従わなくて良いと判断してしまえば、俺は自分が進む道に罪悪感など無い。
「別に何の問題も無い。そもそもここに来るまでの道中程度で、明らかに倍以上の力を手に入れてしまっている。ならば余程の効率を求めない限りは、まだ現状でも十分すぎる」
「あはは、そう言ってくれると助かるよ」
優しく笑う牛に対し、俺が出来る事は恐らく無い。
聞いて参考になる様な事も、恐らくは無いだろう。
この魔獣と俺では、余りに生き方が違うのだから。
「今日はもう日が暮れる。良ければ僕の毛皮の中にでも入るかい。毛の質はちょっと固いけど、その代わり雪の中で寝る事にはならないと思うよ」
「そう、させて貰うか」
『よろしくねー!』
今から獲物を狩りに走り回る、という気分でも無い。
そもそも獲物を狩るなら、先ず牛の威圧が届かない場所に行く必要が有る。
「・・・そういえば、その威圧感はわざとか?」
「ああ、うん、気になるならゴメンね。でもこうしておかないと、魔獣が寄って来ちゃうから。食べる気も無い魔獣を殺すのは、あんまり好きじゃないんだ」
何処までも優しい事だ。道中肉を放置してきた俺とは大違いだ。
まあ放置してきた肉も、野生の動物が食らうとは思うが。
「お前は普段何を食べてるんだ?」
「僕かい? そうだねぇ、ここ暫くは食べて無いなぁ・・・何時から食べてなかったかな。何時からか余り食べなくて良くなって、良く寝てるから思い出せないや。ああでも好物は有るんだ。昔暖かい所で食べた赤い甘い果実が好きでね。あの子が良く買ってくれたんだ」
「・・・そうか」
あの子。時々出て来るその単語を口にする度、牛は幸せそうに笑う。
実際とても幸せな記憶なのだろう。
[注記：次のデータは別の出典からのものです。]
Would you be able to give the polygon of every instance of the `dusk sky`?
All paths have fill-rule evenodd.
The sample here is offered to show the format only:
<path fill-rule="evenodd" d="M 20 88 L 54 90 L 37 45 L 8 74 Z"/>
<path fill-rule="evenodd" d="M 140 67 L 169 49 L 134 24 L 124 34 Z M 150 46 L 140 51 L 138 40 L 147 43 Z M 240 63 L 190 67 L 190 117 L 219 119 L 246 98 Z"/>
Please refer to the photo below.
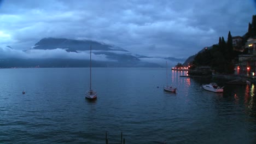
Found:
<path fill-rule="evenodd" d="M 255 1 L 1 1 L 0 47 L 28 49 L 47 37 L 93 40 L 147 56 L 187 58 L 242 36 Z"/>

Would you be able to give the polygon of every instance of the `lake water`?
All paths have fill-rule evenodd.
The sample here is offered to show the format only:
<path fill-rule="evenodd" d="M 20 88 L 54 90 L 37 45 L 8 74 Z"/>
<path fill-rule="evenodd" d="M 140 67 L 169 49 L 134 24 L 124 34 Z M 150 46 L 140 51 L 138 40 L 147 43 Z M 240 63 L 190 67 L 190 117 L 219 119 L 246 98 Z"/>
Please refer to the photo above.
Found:
<path fill-rule="evenodd" d="M 255 143 L 255 85 L 179 77 L 165 68 L 0 69 L 0 143 Z M 202 84 L 225 86 L 223 94 Z M 22 94 L 22 91 L 26 94 Z"/>

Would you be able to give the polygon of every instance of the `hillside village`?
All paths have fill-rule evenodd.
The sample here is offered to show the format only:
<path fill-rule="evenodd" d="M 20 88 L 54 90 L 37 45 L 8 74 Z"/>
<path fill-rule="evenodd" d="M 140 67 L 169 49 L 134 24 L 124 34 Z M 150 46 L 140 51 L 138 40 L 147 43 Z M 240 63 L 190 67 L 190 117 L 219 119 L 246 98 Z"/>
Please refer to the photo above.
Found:
<path fill-rule="evenodd" d="M 218 44 L 206 47 L 191 57 L 174 69 L 189 68 L 197 73 L 202 69 L 211 70 L 213 74 L 256 78 L 256 15 L 252 16 L 244 35 L 232 37 L 229 32 L 226 42 L 220 37 Z"/>

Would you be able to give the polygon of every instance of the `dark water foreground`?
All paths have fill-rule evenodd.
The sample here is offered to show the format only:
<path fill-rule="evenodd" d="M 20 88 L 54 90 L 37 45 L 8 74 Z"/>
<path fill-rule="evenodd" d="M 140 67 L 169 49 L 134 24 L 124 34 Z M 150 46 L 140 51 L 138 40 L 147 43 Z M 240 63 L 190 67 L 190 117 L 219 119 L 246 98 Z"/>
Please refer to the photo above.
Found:
<path fill-rule="evenodd" d="M 0 143 L 255 143 L 256 85 L 181 77 L 165 68 L 0 69 Z M 203 83 L 225 86 L 223 94 Z M 159 87 L 159 88 L 158 88 Z M 24 90 L 26 94 L 22 94 Z"/>

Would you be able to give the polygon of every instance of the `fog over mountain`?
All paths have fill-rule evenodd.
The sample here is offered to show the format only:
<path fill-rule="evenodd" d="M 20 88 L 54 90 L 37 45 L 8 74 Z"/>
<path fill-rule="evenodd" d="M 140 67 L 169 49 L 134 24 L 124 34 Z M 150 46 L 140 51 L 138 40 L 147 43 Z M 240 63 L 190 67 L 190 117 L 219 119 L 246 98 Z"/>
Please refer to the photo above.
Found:
<path fill-rule="evenodd" d="M 94 67 L 156 67 L 165 66 L 165 61 L 168 61 L 170 65 L 174 65 L 185 61 L 138 55 L 115 45 L 92 40 L 48 38 L 25 50 L 16 50 L 10 46 L 1 47 L 0 67 L 88 67 L 90 46 L 92 61 L 95 63 Z M 21 62 L 27 64 L 24 64 Z"/>

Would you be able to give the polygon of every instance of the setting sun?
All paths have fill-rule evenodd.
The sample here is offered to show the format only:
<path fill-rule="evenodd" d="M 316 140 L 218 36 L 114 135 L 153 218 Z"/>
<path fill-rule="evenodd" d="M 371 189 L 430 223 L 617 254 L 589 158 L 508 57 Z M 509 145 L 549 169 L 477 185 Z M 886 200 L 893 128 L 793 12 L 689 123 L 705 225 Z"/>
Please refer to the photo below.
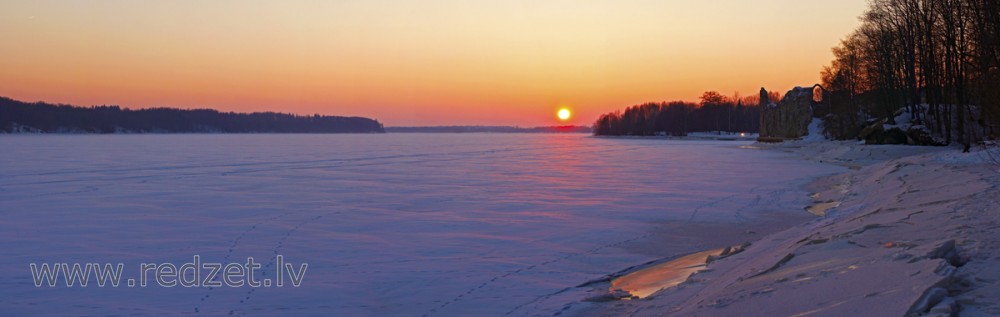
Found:
<path fill-rule="evenodd" d="M 569 112 L 569 109 L 566 108 L 559 109 L 559 112 L 556 113 L 556 116 L 559 117 L 559 120 L 563 121 L 569 120 L 570 115 L 571 113 Z"/>

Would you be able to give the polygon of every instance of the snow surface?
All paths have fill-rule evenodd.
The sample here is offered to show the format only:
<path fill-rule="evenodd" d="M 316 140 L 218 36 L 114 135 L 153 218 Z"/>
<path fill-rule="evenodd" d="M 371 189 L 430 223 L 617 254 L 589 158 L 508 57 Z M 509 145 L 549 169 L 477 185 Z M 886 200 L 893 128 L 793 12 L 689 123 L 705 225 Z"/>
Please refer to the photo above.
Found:
<path fill-rule="evenodd" d="M 981 150 L 786 142 L 852 171 L 810 184 L 824 217 L 652 298 L 583 316 L 1000 316 L 1000 173 Z"/>
<path fill-rule="evenodd" d="M 580 135 L 0 137 L 4 315 L 551 315 L 574 286 L 808 220 L 842 171 Z M 740 148 L 743 147 L 743 148 Z M 29 263 L 309 263 L 299 288 L 36 288 Z"/>

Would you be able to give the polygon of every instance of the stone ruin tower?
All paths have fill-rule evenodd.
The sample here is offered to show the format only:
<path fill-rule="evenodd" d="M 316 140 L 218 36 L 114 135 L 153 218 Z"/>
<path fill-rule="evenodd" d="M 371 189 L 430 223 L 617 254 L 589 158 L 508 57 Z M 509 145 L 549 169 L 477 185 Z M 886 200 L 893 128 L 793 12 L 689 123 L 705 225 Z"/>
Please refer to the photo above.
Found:
<path fill-rule="evenodd" d="M 819 95 L 817 96 L 817 89 Z M 760 138 L 761 140 L 798 139 L 809 134 L 813 107 L 823 102 L 823 86 L 795 87 L 774 103 L 767 90 L 760 89 Z M 819 97 L 819 98 L 817 98 Z M 817 100 L 819 99 L 819 100 Z"/>

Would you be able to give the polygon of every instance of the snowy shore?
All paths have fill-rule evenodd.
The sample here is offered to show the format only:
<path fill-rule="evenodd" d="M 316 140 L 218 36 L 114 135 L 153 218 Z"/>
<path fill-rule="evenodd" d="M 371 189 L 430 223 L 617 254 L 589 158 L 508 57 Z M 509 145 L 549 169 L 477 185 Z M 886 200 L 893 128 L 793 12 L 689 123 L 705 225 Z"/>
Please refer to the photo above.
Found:
<path fill-rule="evenodd" d="M 850 168 L 810 186 L 823 216 L 679 286 L 583 315 L 1000 315 L 1000 166 L 988 155 L 817 140 L 761 147 Z"/>

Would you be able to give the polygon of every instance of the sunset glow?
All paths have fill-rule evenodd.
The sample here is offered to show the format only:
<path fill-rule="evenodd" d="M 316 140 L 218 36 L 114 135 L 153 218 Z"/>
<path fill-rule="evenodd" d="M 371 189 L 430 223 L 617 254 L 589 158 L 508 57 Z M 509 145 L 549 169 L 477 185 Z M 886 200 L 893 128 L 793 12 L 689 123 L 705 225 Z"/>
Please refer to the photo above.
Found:
<path fill-rule="evenodd" d="M 559 117 L 559 120 L 562 120 L 562 121 L 569 120 L 569 118 L 570 118 L 569 109 L 566 109 L 566 108 L 559 109 L 559 111 L 556 112 L 556 117 Z"/>
<path fill-rule="evenodd" d="M 565 123 L 589 125 L 706 90 L 814 84 L 865 3 L 14 1 L 0 96 L 390 126 L 548 125 L 572 103 Z"/>

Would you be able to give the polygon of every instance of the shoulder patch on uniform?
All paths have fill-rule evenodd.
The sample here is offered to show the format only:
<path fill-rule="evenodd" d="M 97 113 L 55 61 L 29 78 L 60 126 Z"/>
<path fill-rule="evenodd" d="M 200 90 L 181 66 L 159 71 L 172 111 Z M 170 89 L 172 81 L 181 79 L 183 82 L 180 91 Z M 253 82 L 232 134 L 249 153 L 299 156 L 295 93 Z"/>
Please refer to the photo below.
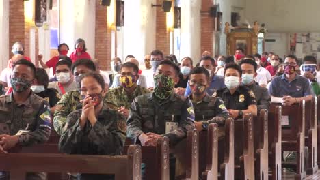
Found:
<path fill-rule="evenodd" d="M 253 97 L 253 98 L 256 98 L 256 96 L 254 96 L 254 93 L 253 93 L 252 91 L 249 91 L 249 95 L 251 97 Z"/>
楽しかった思い出なのだろう。
だからこそこの牛はもう、前に進む気が欠片も無いんだ。
過去の思い出に浸って、そしてその幸せの為に墓を守り続ける。
「もし、見つけたら、持って来てやる」
「それは嬉しいね。ありがとう、お嬢さん」
だから、これぐらいの約束は、別に良いだろう。
この約束を、果たさせなきゃいけない奴が居るのだから。
あいつは、アイツだけは、この魔獣に報いる義務が有るはずだ。
「ふふっ、あの子の事を思い出して微睡む時間も好きだけど、久しぶりに話せる相手に会えて、あの子の事を話せたのも嬉しいな。訊ねて来てくれて本当にありがとう、お嬢さん」
「別に、ただの興味本位だ。礼を言われる事じゃない」
『僕も居るよー!』
「ああ、そうだねゴメンね。むしろ君が来たから、妹さんも来たんだろうしね」
『むふー!』
どうにも会話が緩い。精霊同士の会話なせいだろうか。
狐も問いかけには応えるが、小人との会話では大分緩い。
というかアイツは、メラネアの事以外は基本興味がないしな。
ブッズの事を多少気にかけるのも、それがメラネアの為だからだ。
そう考えると牛の『あの子』に対する執着も、精霊化による変質なのだろうか。
「今日は何時もより、もっと気持ち良く寝られそうだ」
幸せそうに笑って呟く牛の様子に、少し未来の自分への不安を感じた。
俺もいつか、こうなるのだろうかと。まさか既になりかけているのかと。
「・・・いや、考えすぎか」
少なくとも今の俺は、自分の我欲に素直に従って生きている。
悪党を通す限り、自分の我を通す限り、まだ俺は俺だろう。
俺である、はずだ。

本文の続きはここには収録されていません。